Over the last two years, trends in cigar use have become increasingly unclear. From 1992 to 1996, the popularity of cigars increased steadily, with the number of estimated regular U.S. smokers jumping from 8 to 10 million. A growing number of social events, magazines, internet sites, and clubs celebrated cigars. While research linked cigar use to serious health risks including laryngeal and esophageal cancer, the misperception that this form of smoking was safe remained common.

Some more recent indicators, however, suggest that cigar use is decreasing.
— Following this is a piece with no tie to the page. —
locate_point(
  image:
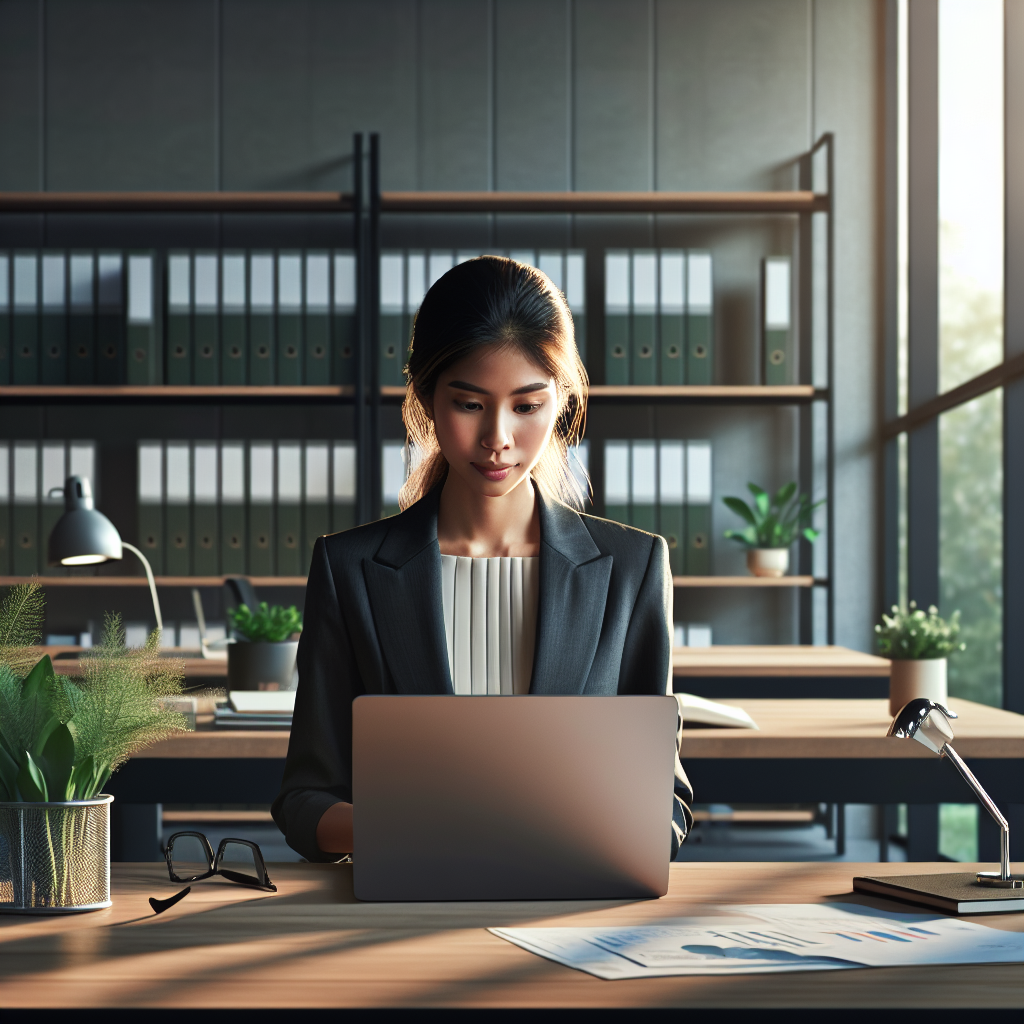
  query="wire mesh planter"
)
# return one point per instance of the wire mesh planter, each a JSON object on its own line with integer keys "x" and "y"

For example, one major cigar company reported that its net income fell by nearly half during the latter part of 1998. Subsequently, industry analysts predicted that general cigar sales will drop at least ten percent in 1999, and that the sale of premium brands will fall by as much as 25%. These figures have lead media sources to respond with headlines such as "Ashes to Ashes: Stogies' Trendiness Takes a Tumble." In actuality, it is difficult to deduce if these figures reflect a real decline in cigar use. It might, for example, be speculated that an overestimation of projected demand has resulted in overstocked retail outlets. Thus no automatic conclusions about the trend's demise can be made.
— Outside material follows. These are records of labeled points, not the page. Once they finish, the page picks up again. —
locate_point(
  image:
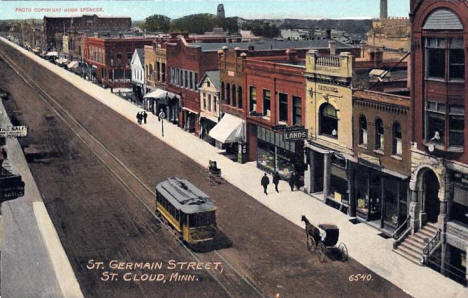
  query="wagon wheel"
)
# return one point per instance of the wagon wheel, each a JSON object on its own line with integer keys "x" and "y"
{"x": 311, "y": 245}
{"x": 343, "y": 251}
{"x": 321, "y": 252}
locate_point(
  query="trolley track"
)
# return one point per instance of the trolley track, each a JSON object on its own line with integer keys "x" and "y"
{"x": 231, "y": 280}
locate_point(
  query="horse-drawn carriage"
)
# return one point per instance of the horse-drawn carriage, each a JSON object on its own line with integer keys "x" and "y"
{"x": 323, "y": 238}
As part of a multi-faceted research effort, our epidemiological study determined current cigar smoker prevalence rates and use patterns. A total of 1,137 San Diego County residents ranging in age from 18 to 93 (Mean = 44.2) participated in a random digit dial telephone survey. Forty-six percent of the total sample indicated having smoked cigars at some point, and 10.5% reported themselves as current smokers. For males, the current use rate fell at 13.3% while the corresponding figure for females was 3.8%. Among ethnic groups, Latinos reported the highest percentage of current cigar smokers (13%), followed by Whites (10.8%), African Americans (8%) and Asians (4.8%). None of those identifying themselves as Middle Eastern or American Indians described current cigar use. Male smokers reported having consumed an average of 10.5 cigars in the last 30 days, while females reported having smoked an average of 8.7 cigars. Age of initiation ranged from 12 to 63 with a mean of 25. Thirty-four percent of smoking respondents said they planned to use cigars for the rest of their lives.

Approximately two percent of those who had smoked cigars at some point, and 7.3% of current smokers attributed health problems to their cigar use. Reported difficulties included the aggravation of asthma and allergy symptoms, chronic cough, and bleeding gums.
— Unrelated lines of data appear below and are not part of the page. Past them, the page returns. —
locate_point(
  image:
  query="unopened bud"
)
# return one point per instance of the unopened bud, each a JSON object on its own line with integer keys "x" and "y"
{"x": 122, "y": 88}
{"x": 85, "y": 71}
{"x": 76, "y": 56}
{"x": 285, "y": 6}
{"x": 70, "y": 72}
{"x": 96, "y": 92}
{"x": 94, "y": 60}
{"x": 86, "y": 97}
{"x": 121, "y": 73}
A comparison of current results to 1996 cigar smoking prevalence rates among California adults (8.8% for men and 1.1% for women) suggests a recent increase rather than decrease in cigar use. While the metropolitan characteristics of San Diego County may contribute to higher than state-wide prevalence rates, overall results suggest that, at best, cigar smoking has leveled off. In conclusion, it appears that cigar use is not fading by itself. Given associated health risks, continued efforts to counteract this tobacco's popularity appear important.